Application of Bayesian PCA to a heavily left-censored (simulated) dataset.
Principal component analysis (PCA) has been a recent focus in my efforts to find Bayesian versions of statistical methods that play nicely with censored data. The solution in this case is probabilistic PCA (Bishop 1998), demonstrated here using a simulated dataset and then fitted using Stan via the R interface cmdstanr
. The simulation approach and Stan program borrow heavily from this Jupyter notebook—I (roughly) translate the Python to R and modify the simulation and Stan program to allow imputation of censored values as a step in the model fitting process.
Probabilistic PCA is a latent variable model that can be written as follows:
\[ y \sim N(Wz, \sigma^2I) \\ z \sim N(0, I) \] where \(y\) is an \(n \times d\) matrix of data, \(z\) is an \(n \times k\) matrix of latent variables with \(k \leq d\), \(W\) is a \(d \times k\) transformation matrix mapping from the latent space to the data space, and \(\sigma^2\) is the error variance.
To explore this model, we’ll need the following packages:
First, we need to simulate from the data-generating process:
n <- 500 # number of observations
d <- 2 # number of data dimensions
k <- 1 # number of latent space dimensions
sigma2 <- 0.05 # error variance
with_seed(124563, {
# sample latent variable Z:
Z <- mvrnorm(n, mu = rep(0, k), Sigma = diag(1, k, k)) # n x k
# create orthogonal transformation matrix:
W <- orth(matrix(runif(d * k), d, k)) # d x k
# generate additive noise:
noise <- mvrnorm(n, mu = rep(0, d), Sigma = sigma2 * diag(1, d, d)) # n x d
})
# generate data:
Y <- W %*% t(Z) + t(noise)
Here are the data, along with the first principal component—that is, the first and only column of \(W\).
Next, we’ll need to put the data into a list for passing to cmdstanr
methods.
standata <- list(
N = n,
D = d,
K = k,
y = Y
)
stanseed <- 215678
Read the Stan program and compile (the Stan code is available in the Jupyter notebook linked at the top of this post; I’ve modified the basic version only slightly).
ppca_scode <- readLines(here("ppca.stan"))
model <- cmdstan_model(stan_file = write_stan_file(ppca_scode))
Once compiling is done, sample from the posterior:
fit <- model$sample(data = standata, seed = stanseed, parallel_chains = 4)
fit$save_output_files(
dir = "models", basename = "ppca", random = FALSE, timestamp = FALSE
)
The model recovers the transformation matrix quite well:
Same goes for the error variance:
mean(draws_df$sigma ^ 2)
[1] 0.04871603
To compare the latent variable estimates with the true values, we have to correct for the sign of \(W\), iteration-by-iteration:
# extract the signs of transformation matrix:
S <- tibble(sign = apply(sign(A), 1, unique))
# extract raw latent variables:
X <- draws_df %>%
select(starts_with("x"))
# sign correction:
Z_est <- X %>%
apply(2, \(x) x * S$sign) %>%
apply(2, mean) %>%
matrix(standata$N, standata$K) %>%
`colnames<-`(paste0("pc", seq_len(standata$K))) %>%
as_tibble()
Here are the posterior means of the latent variables compared with the true \(z\):
This is very similar to the PCA solution:
[1] 0.6589110 0.7522209
W_est[,1] # transformation matrix
[1] 0.6591170 0.7520404
# correlation between PC scores and latent variable:
cor(Z_est, pca$scores[,1])
[,1]
pc1 0.9999959
Now let’s turn to the problem of censoring.

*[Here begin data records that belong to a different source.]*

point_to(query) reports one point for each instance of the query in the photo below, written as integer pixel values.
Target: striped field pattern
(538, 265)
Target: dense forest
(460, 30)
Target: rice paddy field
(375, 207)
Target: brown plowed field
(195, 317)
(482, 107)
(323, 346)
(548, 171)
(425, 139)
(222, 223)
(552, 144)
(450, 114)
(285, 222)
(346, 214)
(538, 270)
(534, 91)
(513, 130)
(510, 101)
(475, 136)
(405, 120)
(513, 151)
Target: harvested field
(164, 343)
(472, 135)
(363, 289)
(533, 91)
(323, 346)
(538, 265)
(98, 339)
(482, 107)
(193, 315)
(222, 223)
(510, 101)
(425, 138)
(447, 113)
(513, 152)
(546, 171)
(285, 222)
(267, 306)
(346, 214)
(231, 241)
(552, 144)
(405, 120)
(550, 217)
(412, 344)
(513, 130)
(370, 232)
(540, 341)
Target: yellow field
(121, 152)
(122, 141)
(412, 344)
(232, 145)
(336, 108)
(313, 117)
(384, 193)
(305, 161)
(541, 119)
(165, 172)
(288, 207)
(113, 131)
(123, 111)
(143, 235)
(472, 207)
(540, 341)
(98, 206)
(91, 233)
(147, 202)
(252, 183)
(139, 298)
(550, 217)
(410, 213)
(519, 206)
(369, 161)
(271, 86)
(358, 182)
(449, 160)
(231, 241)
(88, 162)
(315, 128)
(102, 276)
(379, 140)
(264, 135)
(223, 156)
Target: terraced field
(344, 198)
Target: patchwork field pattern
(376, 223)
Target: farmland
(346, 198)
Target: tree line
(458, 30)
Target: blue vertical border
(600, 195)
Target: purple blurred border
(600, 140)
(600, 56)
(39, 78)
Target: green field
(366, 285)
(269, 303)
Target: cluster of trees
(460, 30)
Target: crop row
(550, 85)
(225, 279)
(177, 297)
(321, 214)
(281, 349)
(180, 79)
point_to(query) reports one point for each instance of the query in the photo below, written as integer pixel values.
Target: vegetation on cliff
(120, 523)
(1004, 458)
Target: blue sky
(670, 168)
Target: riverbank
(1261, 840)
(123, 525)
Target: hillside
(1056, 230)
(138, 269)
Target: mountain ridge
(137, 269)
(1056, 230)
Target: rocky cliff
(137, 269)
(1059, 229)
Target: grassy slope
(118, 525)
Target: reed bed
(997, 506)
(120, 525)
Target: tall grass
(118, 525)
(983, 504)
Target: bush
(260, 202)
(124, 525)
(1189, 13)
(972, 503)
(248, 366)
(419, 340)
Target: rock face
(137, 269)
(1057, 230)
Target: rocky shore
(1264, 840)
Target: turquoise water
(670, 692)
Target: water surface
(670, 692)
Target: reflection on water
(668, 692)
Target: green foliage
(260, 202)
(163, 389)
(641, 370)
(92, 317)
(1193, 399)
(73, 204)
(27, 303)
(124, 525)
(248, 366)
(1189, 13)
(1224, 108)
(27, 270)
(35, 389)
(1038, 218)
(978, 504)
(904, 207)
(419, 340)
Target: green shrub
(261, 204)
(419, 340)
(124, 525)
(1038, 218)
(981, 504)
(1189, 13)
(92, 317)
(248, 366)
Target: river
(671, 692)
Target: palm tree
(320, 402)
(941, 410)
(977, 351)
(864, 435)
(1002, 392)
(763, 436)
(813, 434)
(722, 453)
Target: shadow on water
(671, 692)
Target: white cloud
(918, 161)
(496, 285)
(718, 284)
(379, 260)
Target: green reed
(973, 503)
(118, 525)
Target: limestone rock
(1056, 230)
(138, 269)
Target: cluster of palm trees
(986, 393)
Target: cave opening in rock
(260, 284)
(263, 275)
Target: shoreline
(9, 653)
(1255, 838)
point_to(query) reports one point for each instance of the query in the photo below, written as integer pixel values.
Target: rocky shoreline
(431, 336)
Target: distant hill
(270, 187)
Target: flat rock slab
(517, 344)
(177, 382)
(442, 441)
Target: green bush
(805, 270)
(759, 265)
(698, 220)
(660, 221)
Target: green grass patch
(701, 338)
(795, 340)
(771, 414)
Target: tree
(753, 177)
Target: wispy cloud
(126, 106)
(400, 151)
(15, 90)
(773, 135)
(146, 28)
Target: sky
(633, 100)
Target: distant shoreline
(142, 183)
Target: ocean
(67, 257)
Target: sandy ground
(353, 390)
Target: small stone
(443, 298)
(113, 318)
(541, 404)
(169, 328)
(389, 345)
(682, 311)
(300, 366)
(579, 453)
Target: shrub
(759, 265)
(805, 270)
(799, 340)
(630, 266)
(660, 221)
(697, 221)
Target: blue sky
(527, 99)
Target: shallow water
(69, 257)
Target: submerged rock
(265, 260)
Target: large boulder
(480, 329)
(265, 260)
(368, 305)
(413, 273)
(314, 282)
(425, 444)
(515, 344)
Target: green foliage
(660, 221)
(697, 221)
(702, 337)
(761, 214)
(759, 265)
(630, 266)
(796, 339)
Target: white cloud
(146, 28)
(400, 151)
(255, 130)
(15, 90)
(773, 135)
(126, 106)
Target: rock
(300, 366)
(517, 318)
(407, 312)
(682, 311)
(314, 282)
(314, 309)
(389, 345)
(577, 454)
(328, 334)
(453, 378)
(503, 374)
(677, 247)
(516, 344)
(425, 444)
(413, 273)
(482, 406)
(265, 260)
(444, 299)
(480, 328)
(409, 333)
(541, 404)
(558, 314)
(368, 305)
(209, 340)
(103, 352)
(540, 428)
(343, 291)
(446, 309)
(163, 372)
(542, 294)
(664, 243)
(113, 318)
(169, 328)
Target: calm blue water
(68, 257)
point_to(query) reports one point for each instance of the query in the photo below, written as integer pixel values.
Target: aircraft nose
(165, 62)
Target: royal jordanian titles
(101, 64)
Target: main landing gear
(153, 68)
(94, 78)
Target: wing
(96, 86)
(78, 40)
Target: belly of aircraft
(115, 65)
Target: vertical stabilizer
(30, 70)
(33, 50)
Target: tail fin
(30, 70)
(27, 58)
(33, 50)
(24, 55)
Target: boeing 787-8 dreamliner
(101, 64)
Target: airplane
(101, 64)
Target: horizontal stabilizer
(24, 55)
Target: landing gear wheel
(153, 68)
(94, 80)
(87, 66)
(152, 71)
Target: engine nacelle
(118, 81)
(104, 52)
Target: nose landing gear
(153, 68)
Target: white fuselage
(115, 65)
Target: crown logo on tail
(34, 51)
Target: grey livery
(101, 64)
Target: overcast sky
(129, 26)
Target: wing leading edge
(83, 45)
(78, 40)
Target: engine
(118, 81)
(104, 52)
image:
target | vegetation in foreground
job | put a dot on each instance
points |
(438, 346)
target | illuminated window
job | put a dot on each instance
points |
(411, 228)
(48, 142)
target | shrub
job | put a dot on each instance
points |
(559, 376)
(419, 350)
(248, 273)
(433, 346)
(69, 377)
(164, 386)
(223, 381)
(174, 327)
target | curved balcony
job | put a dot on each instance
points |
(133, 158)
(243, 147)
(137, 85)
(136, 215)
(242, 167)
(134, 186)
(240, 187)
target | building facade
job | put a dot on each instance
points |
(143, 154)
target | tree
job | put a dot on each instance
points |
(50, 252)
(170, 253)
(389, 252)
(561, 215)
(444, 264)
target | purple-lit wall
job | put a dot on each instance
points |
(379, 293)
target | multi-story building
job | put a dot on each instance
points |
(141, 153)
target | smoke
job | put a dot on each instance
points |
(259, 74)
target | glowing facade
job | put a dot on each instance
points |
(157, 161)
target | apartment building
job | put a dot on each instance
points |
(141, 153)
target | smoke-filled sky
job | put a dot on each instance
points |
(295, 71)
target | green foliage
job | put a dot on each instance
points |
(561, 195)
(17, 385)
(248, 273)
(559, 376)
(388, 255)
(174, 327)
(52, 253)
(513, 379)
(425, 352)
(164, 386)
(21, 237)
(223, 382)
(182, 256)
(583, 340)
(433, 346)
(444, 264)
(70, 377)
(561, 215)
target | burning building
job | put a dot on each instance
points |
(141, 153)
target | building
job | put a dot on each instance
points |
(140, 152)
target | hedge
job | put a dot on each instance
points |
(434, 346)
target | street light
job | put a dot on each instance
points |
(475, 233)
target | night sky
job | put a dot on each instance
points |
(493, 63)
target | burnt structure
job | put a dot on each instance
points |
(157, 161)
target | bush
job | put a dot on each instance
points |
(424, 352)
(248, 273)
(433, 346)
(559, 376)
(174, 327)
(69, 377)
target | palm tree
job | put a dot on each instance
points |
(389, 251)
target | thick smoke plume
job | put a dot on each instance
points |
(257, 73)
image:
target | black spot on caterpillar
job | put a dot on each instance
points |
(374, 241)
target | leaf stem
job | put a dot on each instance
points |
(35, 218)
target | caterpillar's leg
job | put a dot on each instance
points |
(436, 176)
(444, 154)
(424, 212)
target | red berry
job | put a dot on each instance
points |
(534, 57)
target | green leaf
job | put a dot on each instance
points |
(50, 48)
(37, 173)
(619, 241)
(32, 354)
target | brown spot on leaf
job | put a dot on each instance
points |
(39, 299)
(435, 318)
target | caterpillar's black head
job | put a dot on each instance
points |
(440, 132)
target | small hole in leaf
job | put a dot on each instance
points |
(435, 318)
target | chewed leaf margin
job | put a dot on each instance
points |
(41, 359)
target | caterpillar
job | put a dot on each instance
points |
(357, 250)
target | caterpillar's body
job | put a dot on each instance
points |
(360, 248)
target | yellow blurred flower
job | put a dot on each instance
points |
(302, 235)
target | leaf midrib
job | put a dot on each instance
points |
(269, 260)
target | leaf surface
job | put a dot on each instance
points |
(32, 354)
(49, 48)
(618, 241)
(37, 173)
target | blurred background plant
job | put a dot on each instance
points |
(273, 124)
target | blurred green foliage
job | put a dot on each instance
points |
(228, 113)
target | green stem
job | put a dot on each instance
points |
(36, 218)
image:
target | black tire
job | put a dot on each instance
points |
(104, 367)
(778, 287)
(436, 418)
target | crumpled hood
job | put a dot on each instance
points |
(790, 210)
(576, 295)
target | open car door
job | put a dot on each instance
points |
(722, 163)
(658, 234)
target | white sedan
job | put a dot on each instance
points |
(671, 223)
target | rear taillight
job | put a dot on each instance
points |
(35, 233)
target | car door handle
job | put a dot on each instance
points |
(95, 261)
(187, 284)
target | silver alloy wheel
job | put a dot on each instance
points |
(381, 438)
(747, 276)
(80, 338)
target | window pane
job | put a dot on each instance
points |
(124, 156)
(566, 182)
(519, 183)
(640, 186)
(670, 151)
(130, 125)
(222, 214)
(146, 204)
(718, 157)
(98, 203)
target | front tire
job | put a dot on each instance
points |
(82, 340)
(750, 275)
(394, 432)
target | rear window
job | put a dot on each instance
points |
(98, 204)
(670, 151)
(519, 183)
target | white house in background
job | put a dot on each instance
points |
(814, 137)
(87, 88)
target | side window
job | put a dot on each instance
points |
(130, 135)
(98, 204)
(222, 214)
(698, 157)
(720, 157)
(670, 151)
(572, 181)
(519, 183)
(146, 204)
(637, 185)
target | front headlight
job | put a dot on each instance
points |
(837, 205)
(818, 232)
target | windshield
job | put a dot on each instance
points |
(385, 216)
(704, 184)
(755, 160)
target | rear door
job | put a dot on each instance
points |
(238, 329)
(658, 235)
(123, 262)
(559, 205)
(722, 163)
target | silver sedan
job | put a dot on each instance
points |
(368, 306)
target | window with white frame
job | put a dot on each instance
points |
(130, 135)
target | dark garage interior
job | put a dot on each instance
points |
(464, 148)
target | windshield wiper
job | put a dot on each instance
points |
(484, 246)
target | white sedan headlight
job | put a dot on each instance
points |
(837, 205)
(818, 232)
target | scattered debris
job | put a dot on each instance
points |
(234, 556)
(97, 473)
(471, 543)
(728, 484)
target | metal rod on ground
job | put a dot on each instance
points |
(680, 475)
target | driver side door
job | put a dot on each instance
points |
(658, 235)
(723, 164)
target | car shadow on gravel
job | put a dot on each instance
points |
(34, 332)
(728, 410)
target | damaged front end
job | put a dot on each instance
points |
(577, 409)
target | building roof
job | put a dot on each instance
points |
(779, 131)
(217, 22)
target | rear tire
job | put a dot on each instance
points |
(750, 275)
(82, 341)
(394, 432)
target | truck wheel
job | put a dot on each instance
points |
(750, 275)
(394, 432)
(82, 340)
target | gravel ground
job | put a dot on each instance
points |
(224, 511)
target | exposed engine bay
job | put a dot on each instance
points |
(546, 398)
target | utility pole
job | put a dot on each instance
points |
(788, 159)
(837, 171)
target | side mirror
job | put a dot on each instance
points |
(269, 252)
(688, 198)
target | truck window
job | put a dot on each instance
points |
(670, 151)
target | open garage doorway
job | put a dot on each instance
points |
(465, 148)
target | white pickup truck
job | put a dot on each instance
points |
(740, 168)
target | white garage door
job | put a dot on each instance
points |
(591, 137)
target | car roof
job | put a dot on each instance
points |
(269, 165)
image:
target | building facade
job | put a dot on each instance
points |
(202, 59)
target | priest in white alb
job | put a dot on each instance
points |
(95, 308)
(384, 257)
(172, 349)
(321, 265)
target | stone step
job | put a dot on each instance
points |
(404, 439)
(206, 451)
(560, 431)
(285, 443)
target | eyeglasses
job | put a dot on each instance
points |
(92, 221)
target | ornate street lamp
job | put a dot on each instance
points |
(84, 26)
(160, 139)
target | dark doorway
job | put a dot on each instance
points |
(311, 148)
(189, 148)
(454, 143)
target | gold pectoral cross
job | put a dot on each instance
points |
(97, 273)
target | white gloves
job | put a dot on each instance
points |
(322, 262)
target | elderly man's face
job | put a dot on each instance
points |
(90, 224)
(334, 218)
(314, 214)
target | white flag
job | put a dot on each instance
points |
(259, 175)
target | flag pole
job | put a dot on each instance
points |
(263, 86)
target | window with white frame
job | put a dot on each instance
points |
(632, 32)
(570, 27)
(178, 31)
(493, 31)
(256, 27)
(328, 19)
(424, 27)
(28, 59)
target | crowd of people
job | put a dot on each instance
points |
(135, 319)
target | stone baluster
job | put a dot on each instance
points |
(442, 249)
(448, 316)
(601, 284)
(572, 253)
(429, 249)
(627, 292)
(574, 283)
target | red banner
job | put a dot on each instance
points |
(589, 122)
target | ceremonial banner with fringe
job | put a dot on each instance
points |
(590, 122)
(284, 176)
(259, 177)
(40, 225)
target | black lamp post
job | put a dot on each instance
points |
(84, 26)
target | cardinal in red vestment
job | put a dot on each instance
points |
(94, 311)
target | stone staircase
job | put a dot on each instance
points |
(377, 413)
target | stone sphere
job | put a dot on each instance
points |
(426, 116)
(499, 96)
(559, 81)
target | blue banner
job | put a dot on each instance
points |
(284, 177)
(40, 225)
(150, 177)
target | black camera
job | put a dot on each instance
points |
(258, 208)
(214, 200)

First, let’s modify the simulated data to introduce left-censoring:
Values censored in one dimension are represented as blue lines and values censored in both dimensions are represented as points within the shaded region:
We’ll need a new list of data inputs to pass to cmdstan
functions:
The following Stan program estimates the latent variable model after imputing censored data:
// modified from: https://github.com/nbip/PPCA-Stan/blob/master/PPCA.ipynb
data {
int<lower=1> N; // num datapoints
int<lower=1> D; // num data-space dimensions
int<lower=1> K; // num latent space dimensions
array[D, N] real y;
// data for censored imputation:
int<lower=0> Ncens_y1; // number of censored, y1
int<lower=0> Ncens_y2; // number of censored, y2
array[Ncens_y1] int<lower=1> Jcens_y1; // positions of censored, y1
array[Ncens_y2] int<lower=1> Jcens_y2; // positions of censored, y2
real U_y1; // left-censoring limit, y1
real U_y2; // left-censoring limit, y2
}
transformed data {
matrix[K, K] Sigma; // identity matrix
vector<lower=0>[K] diag_elem;
vector<lower=0>[K] zr_vec; // zero vector
for (k in 1 : K) {
zr_vec[k] = 0;
}
for (k in 1 : K) {
diag_elem[k] = 1;
}
Sigma = diag_matrix(diag_elem);
}
parameters {
matrix[D, K] A; // transformation matrix / PC loadings
array[N] vector[K] x; // latent variables
real<lower=0> sigma; // noise variance
// censored value parameters:
array[Ncens_y1] real<upper=U_y1> Ycens_y1; // estimated censored, y1
array[Ncens_y2] real<upper=U_y2> Ycens_y2; // estimated censored, y2
}
transformed parameters {
// combine observed with estimated censored:
array[D, N] real yl = y;
yl[1, Jcens_y1] = Ycens_y1;
yl[2, Jcens_y2] = Ycens_y2;
}
model {
for (i in 1 : N) {
x[i] ~ multi_normal(zr_vec, Sigma);
} // zero-mean, identity matrix
for (i in 1 : N) {
for (d in 1 : D) {
//y[d,i] ~ normal(dot_product(row(A, d), x[i]), sigma);
target += normal_lpdf(yl[d, i] | dot_product(row(A, d), x[i]), sigma);
}
}
}
generated quantities {
vector[N] log_lik;
for (n in 1 : N) {
for (d in 1 : D) {
log_lik[n] = normal_lpdf(yl[d, n] | dot_product(row(A, d), x[n]), sigma);
}
}
}
As above, we sample and extract the components. This time, the PCA solution is quite biased, while the Bayesian implementation does much better:
[1] 0.8476363 0.5305778
W_est_cens[,1] # Bayesian solution
[1] 0.6601378 0.7511445
W[,1] # true W
[1] 0.6646687 0.7471383
Here are the posterior means of the latent variables compared with the true \(z\); again, there is bias at the low end of the conventional principal component scores, but not with the Bayesian version.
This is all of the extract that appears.